Not 'sometimes' but 'often'.
I have no way to know how many lies might "benefit the common good," nor do you, so I will stick with my opinion of "sometimes," thank you.
I've seen this 'lie' be offered as an example of a 'gate-way to hell' on these boards. Disgusting as it is, the statement was made by an evangelical that (I believe) actually thought it to be true.
Was (s)he lying?
In your response, you've wrongly attributed some of my statements to someone else. Don't worry; I promise not to consider it a lie.
Was the evangelical lying? In what way?
To believe a lie, and repeat it, is not a deliberate falsehood; it's not lying on your part. You believe you are speaking the truth. Thus, at worst you are ignorant, not mendacious.
To hold an ill-informed opinion and repeat it as fact is also not lying, in and of itself. It is also ignorance, unless and until you learn you've been mistaken. After that, if you persist, then I'd say you're lying at that point.
Being wrong, mistaken, poorly informed, or ignorant aren't the same as being a liar.

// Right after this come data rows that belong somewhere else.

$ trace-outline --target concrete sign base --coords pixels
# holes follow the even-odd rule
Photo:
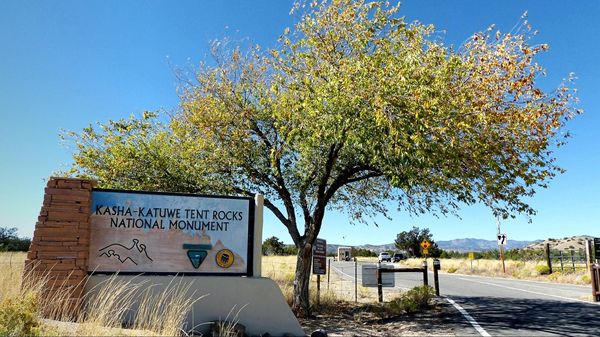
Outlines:
[[[182,278],[182,285],[191,283],[189,296],[205,297],[198,300],[190,310],[185,330],[194,330],[195,333],[206,335],[211,327],[209,322],[225,319],[233,321],[232,316],[237,314],[236,323],[243,324],[246,333],[251,336],[264,333],[271,336],[305,335],[281,290],[269,278],[95,274],[89,276],[85,293],[93,293],[111,276],[131,284],[145,282],[144,288],[151,286],[156,293],[163,291],[173,277]],[[179,279],[176,281],[174,283],[179,283]],[[138,301],[135,302],[137,305]],[[133,306],[131,309],[135,312],[137,307]]]

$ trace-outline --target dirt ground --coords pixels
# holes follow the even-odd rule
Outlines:
[[[346,304],[338,312],[300,319],[307,335],[323,329],[334,336],[463,336],[472,333],[460,313],[443,299],[435,299],[431,310],[381,318],[366,310],[365,305]]]

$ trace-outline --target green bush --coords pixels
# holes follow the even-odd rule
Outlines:
[[[429,286],[414,287],[386,304],[388,314],[412,314],[428,309],[435,291]]]
[[[5,298],[0,303],[0,336],[39,336],[40,333],[34,293],[23,298]]]
[[[537,266],[535,266],[535,270],[540,275],[548,275],[548,274],[550,274],[550,268],[548,266],[546,266],[546,265],[537,265]]]
[[[456,267],[450,267],[450,268],[448,268],[448,273],[454,274],[454,273],[456,273],[457,270],[458,269]]]

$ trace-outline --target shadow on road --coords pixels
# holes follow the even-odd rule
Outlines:
[[[452,296],[452,299],[493,336],[600,336],[600,305],[502,297]]]

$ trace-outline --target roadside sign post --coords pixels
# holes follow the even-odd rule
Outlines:
[[[427,259],[427,255],[429,254],[429,247],[431,247],[431,242],[429,242],[427,240],[421,241],[421,250],[426,259]]]
[[[500,222],[498,222],[498,226],[500,226],[499,224]],[[498,246],[500,247],[500,259],[502,260],[502,272],[504,273],[506,273],[506,266],[504,265],[504,245],[506,245],[507,241],[506,234],[498,234]]]
[[[427,279],[427,260],[423,261],[423,284],[429,284],[429,280]]]
[[[317,305],[321,304],[321,275],[326,274],[327,241],[316,239],[313,245],[312,270],[317,275]]]
[[[471,260],[471,274],[473,273],[473,260],[475,260],[475,253],[469,252],[469,260]]]
[[[329,290],[329,275],[331,275],[331,259],[327,260],[327,290]]]
[[[433,259],[433,286],[435,287],[435,295],[440,296],[440,282],[438,279],[438,271],[440,270],[440,260]]]
[[[354,303],[358,303],[358,262],[354,257]]]
[[[600,260],[600,238],[594,238],[594,259],[596,263]]]
[[[379,303],[383,302],[383,286],[382,286],[381,268],[377,266],[377,299]]]
[[[321,275],[317,275],[317,306],[321,305]]]
[[[504,265],[504,245],[506,244],[506,234],[500,234],[500,217],[496,216],[498,224],[498,250],[500,251],[500,260],[502,260],[502,272],[506,274],[506,266]]]

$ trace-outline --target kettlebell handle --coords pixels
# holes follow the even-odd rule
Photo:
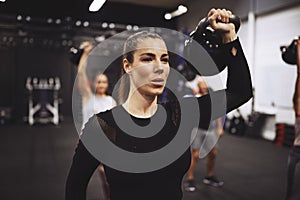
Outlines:
[[[218,22],[221,22],[221,20],[217,20],[217,23]],[[239,29],[240,29],[240,26],[241,26],[241,19],[238,16],[236,16],[236,15],[232,15],[229,18],[229,23],[233,23],[234,24],[235,32],[237,33],[239,31]],[[203,33],[204,30],[207,27],[209,27],[209,26],[210,26],[210,23],[209,23],[208,17],[204,17],[198,23],[197,28],[190,33],[190,37],[193,37],[196,34],[196,32],[197,32],[197,34]]]

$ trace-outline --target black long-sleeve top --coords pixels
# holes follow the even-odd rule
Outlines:
[[[233,48],[237,50],[236,55],[232,53]],[[207,128],[212,119],[224,116],[252,97],[251,77],[239,39],[225,44],[222,51],[228,66],[227,88],[199,98],[183,98],[162,104],[157,113],[165,110],[165,121],[160,120],[161,116],[157,113],[151,118],[131,116],[121,105],[92,117],[75,150],[66,183],[66,200],[86,199],[86,187],[100,161],[105,166],[111,200],[180,200],[182,178],[190,165],[190,133],[194,125]],[[163,125],[156,134],[141,138],[138,135],[146,134],[144,129],[135,130],[129,126],[124,130],[117,124],[114,114],[118,118],[128,115],[140,127],[160,121],[163,121]],[[98,131],[99,127],[103,133]],[[130,131],[136,135],[127,134]],[[126,152],[141,154],[162,151],[160,156],[145,156],[150,159],[143,160],[141,157],[133,162],[130,156],[127,158],[122,153],[118,154],[118,151],[102,148],[105,144],[100,135]],[[165,150],[168,145],[171,147]]]

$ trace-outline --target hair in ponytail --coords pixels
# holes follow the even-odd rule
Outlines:
[[[153,38],[153,39],[162,39],[160,35],[154,32],[149,31],[140,31],[137,32],[127,38],[127,40],[124,43],[123,47],[123,56],[122,60],[127,59],[128,62],[133,63],[133,54],[137,50],[137,46],[140,42],[142,42],[145,39]],[[122,62],[123,63],[123,62]],[[126,101],[129,94],[129,76],[125,72],[123,66],[121,67],[121,81],[120,81],[120,87],[119,87],[119,102],[122,104]]]

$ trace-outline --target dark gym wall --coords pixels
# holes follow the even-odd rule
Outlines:
[[[300,0],[256,0],[255,13],[261,15],[264,13],[286,8],[294,5],[299,5]]]
[[[211,8],[227,8],[240,17],[247,17],[250,9],[249,0],[187,0],[188,12],[178,18],[179,30],[192,31],[198,22],[207,15]]]
[[[177,20],[166,21],[163,18],[165,9],[157,7],[140,6],[126,3],[106,2],[101,12],[88,12],[88,6],[92,0],[65,0],[65,1],[46,1],[45,3],[37,3],[37,0],[28,0],[25,3],[18,0],[7,1],[0,7],[0,15],[12,15],[13,18],[17,14],[22,16],[31,16],[32,21],[35,18],[46,20],[48,17],[58,17],[63,19],[66,16],[71,16],[73,20],[83,19],[98,22],[115,22],[121,24],[131,24],[139,26],[159,26],[175,29],[177,27]],[[57,6],[59,5],[59,6]],[[70,8],[70,5],[71,8]],[[39,9],[34,7],[38,6]],[[40,9],[42,8],[42,9]],[[151,20],[149,20],[149,17]],[[15,25],[16,22],[12,22]],[[16,27],[26,29],[27,22],[22,27],[18,24]],[[46,23],[46,21],[45,21]],[[34,27],[32,22],[32,29],[28,30],[28,37],[35,37],[31,35],[30,30],[36,30],[38,33],[38,26]],[[10,27],[10,26],[9,26]],[[14,26],[11,26],[14,27]],[[9,36],[11,32],[16,33],[18,30],[7,30],[2,27],[1,32],[5,36]],[[71,28],[76,32],[76,27]],[[76,30],[75,30],[76,29]],[[78,35],[84,37],[86,29],[80,29]],[[57,28],[57,32],[63,31]],[[91,32],[90,30],[86,32]],[[53,35],[56,34],[56,35]],[[75,33],[74,33],[75,34]],[[76,33],[77,34],[77,33]],[[13,35],[14,37],[18,37]],[[50,31],[44,38],[57,37],[56,31]],[[60,36],[59,36],[60,37]],[[0,37],[1,38],[1,37]],[[76,69],[69,62],[68,49],[63,48],[47,48],[39,46],[33,42],[32,46],[24,46],[22,42],[17,46],[3,46],[0,41],[0,107],[10,107],[13,109],[13,118],[22,120],[28,114],[28,93],[25,87],[26,78],[41,77],[49,78],[58,76],[61,79],[62,88],[60,90],[60,98],[63,103],[60,105],[62,115],[72,115],[72,100],[71,94],[73,89],[73,82],[76,76]],[[4,44],[5,45],[5,44]]]
[[[0,47],[0,107],[11,107],[14,101],[15,52],[13,49]]]
[[[254,12],[256,15],[269,13],[281,8],[290,7],[300,3],[300,0],[187,0],[188,12],[178,18],[178,29],[192,31],[199,20],[207,15],[211,8],[227,8],[233,11],[242,19],[247,19],[251,10],[251,2],[254,3]]]
[[[28,91],[25,83],[28,76],[39,78],[59,77],[59,97],[62,115],[71,113],[71,94],[75,68],[69,61],[68,50],[17,46],[0,49],[0,106],[10,107],[13,119],[21,120],[28,114]]]

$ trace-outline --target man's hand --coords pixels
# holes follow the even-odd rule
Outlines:
[[[211,27],[220,32],[223,38],[223,43],[228,43],[237,38],[233,23],[229,23],[229,18],[232,12],[226,9],[211,9],[208,12],[208,20]]]

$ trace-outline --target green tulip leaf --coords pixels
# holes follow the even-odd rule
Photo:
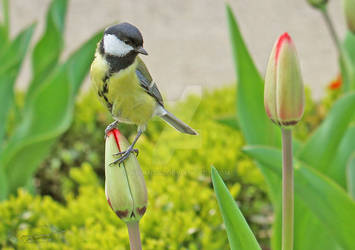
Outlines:
[[[270,147],[250,146],[246,147],[244,151],[261,162],[263,167],[277,173],[281,179],[282,154],[280,150]],[[352,249],[355,246],[355,238],[352,233],[353,225],[355,224],[355,202],[336,182],[299,161],[295,161],[294,172],[295,195],[297,197],[295,202],[295,231],[302,230],[303,232],[300,235],[303,235],[303,237],[307,235],[313,240],[314,237],[317,237],[326,242],[334,238],[343,249]],[[308,223],[302,221],[302,217],[296,217],[298,214],[296,210],[301,205],[297,203],[297,200],[302,200],[302,205],[312,212],[311,215],[307,214],[306,209],[302,212],[302,217],[305,217]],[[306,229],[317,222],[313,219],[310,220],[308,216],[315,216],[323,227],[317,228],[317,231],[313,233],[307,232]],[[302,228],[297,225],[299,219],[301,219]],[[295,232],[295,237],[296,235],[297,233]],[[302,241],[302,239],[295,238],[295,248],[298,241]],[[313,241],[313,247],[302,249],[320,249],[318,244],[323,245],[324,242],[322,241],[317,241],[317,244],[314,244]],[[330,242],[329,244],[331,245],[322,246],[325,247],[323,249],[336,249],[335,242]],[[317,248],[315,248],[316,246]]]
[[[355,65],[355,34],[348,31],[344,39],[344,48],[352,64]]]
[[[351,155],[347,168],[346,168],[346,177],[348,192],[350,196],[355,200],[355,152]]]
[[[9,0],[2,0],[1,7],[3,23],[0,24],[0,55],[9,42]]]
[[[341,139],[333,162],[329,167],[329,176],[344,188],[346,187],[346,165],[350,156],[355,152],[355,124],[350,125]]]
[[[219,118],[217,122],[232,129],[239,130],[238,120],[235,116]]]
[[[0,56],[0,145],[4,138],[9,111],[14,102],[14,85],[30,44],[35,25],[20,32]]]
[[[280,146],[280,131],[264,109],[264,84],[243,41],[232,9],[227,5],[227,19],[237,76],[237,118],[251,145]]]
[[[348,31],[342,44],[340,69],[343,78],[343,90],[348,92],[355,89],[355,35]]]
[[[0,201],[7,197],[7,178],[4,170],[0,168]]]
[[[227,5],[227,20],[237,77],[236,110],[240,130],[250,145],[281,146],[281,133],[264,109],[263,80],[244,43],[232,9]],[[269,195],[276,205],[280,182],[269,169],[262,168]]]
[[[48,8],[46,29],[32,53],[33,77],[27,90],[26,102],[58,65],[64,46],[66,10],[67,0],[53,0]]]
[[[28,183],[58,136],[69,127],[75,94],[89,70],[101,36],[101,32],[94,35],[34,93],[23,121],[0,157],[9,193]]]
[[[236,250],[261,249],[237,203],[214,167],[212,167],[211,176],[218,205],[226,226],[230,248]]]
[[[280,157],[280,150],[272,147],[254,147],[247,146],[243,151],[254,157],[258,162],[258,167],[261,171],[271,171],[276,175],[279,183],[278,189],[274,191],[274,196],[278,198],[277,203],[274,204],[275,221],[273,224],[273,237],[271,239],[272,249],[281,249],[281,229],[282,229],[282,209],[281,209],[281,178],[279,171],[281,171],[282,159]],[[329,236],[329,232],[324,229],[324,226],[319,222],[318,218],[306,207],[302,199],[295,196],[295,229],[294,229],[294,247],[295,249],[304,250],[322,250],[329,246],[331,249],[336,249],[336,241]],[[304,235],[312,235],[312,237],[304,237]],[[315,245],[313,239],[319,239]]]
[[[355,93],[346,94],[337,100],[326,119],[298,151],[297,158],[327,176],[337,171],[338,168],[332,169],[329,163],[335,159],[342,138],[353,120],[354,107]],[[343,172],[345,172],[345,165]],[[338,183],[345,186],[343,181]]]

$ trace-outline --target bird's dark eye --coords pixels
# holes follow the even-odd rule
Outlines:
[[[125,42],[125,44],[128,44],[128,45],[131,45],[131,43],[132,43],[130,40],[127,40],[127,39],[124,40],[124,42]]]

That's not lying, that's shielding a young child from things that a young child shouldn't have to face.
That you can find and accept a justification for lying doesn't make "Rover ran away" a true statement. Rover did not run away. Rover died.
I don't recall giving an age for "Bobby" in my analogy. I never said he was "young." Bobby could be 16. Or he could be 5. In any case, I've rarely heard stories of how grateful people were to find out years later that their beloved pet hadn't run away after all, but had been stone dead all this time. Or that Grandma, for that matter, didn't really move to China when you were six...
More often--frankly, every time--I hear people say how angry they are at having carried false hope, however tenuous, for those years.
If Rover just ran away,
if Grandma just moved, either could come back one day. Rather sounds like wishful thinking. I see no benefit in fostering it.
Young children may have a difficult time processing death, and older children will grieve. Life's hard. Bad things happen. You do them no favors wrapping them in cotton wool. You teach them about death, with love and support, and you grant them the dignity of their own grief. Lying about it is cruel.
And rather selfish.
welshdean said:
FIVE more years!!
She'll only be 9.
Oh, they know all about sex by then. If she were to catch you at it, she'd probably just giggle and leave you to it.